It’s hard to believe Jeremy Sturgess is intimidated by mountains. But the renowned Canadian architect of one of the most innovative glacier viewing platforms in the world was once a little apprehensive about his much-loved project.
“My instinct is to be by the ocean,” Sturgess admits. But perhaps that trepidation amid the awe-inspiring landscape of the Canadian Rockies is why his project is both adventuresome and reassuring.
“I wanted it to appeal to people like me, who are not instinctively out there,” comments Sturgess.
The architect became involved in 2010, when Parks Canada sought bids for a project to encourage visitors to really “see” the effects of climate change and make climate change more relevant to visitors. “There’s no question how fabulous the landscape is. I wanted to do something to attune you to the place,” explains Sturgess. “To get you more comfortable than you might be.”

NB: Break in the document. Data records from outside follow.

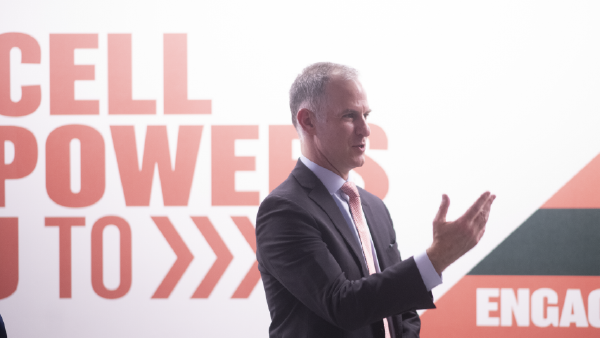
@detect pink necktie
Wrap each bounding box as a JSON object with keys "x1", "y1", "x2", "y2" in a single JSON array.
[{"x1": 341, "y1": 181, "x2": 391, "y2": 338}]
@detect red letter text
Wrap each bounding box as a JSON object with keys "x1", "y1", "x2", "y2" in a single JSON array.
[
  {"x1": 164, "y1": 34, "x2": 210, "y2": 115},
  {"x1": 46, "y1": 125, "x2": 105, "y2": 207},
  {"x1": 111, "y1": 125, "x2": 202, "y2": 206},
  {"x1": 0, "y1": 126, "x2": 37, "y2": 207},
  {"x1": 212, "y1": 125, "x2": 259, "y2": 206},
  {"x1": 0, "y1": 33, "x2": 41, "y2": 117},
  {"x1": 45, "y1": 217, "x2": 85, "y2": 298},
  {"x1": 50, "y1": 34, "x2": 98, "y2": 115}
]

He entered the competition in Jasper National Park simply to branch out – and away from his traditional practice of residential design. After winning the competition, Sturgess began the arduous design-build process: “Careful what you wish for,” he chuckles. But unlike other projects, the collaboration was respectful as architect, engineer and contractor – who is both a bridge specialist and a mountain climber – figured out how to make this dream a reality, with the Glacier Skywalk opening in 2015.
“Everything was invented at every level. We needed this building to be off the grid, not requiring any energy in its operations and then also connect, one-on-one, with the place where the world is changing literally in front of your eyes,” he declares.
The result, at first, appears to be simply a self-contained visitor kiosk, alongside a decades-old parking lot. But just below the horizon runs a 500-meter walkway – adjacent to the mountain – that dips, lowers and educates visitors as they stroll along it. From the starting viewpoint, where the entire skywalk can be seen, continuing to a “cave” of interpretive panels, there’s a last gateway featuring panels about local animals and plants.
Most stunning is where the walkway eventually leads: the parabolic-shaped skywalk juts out from the cliff face. Visitors, looking down to the glass floor and up and over the edge, appear to be hanging off the mountainside – while viewing an awesome glacial valley.
“You’re orchestrating a series of events that lead, almost in a musical sense, to a climax,” shares Sturgess. “Yet standing out in the parking lots, there’s none of the music.”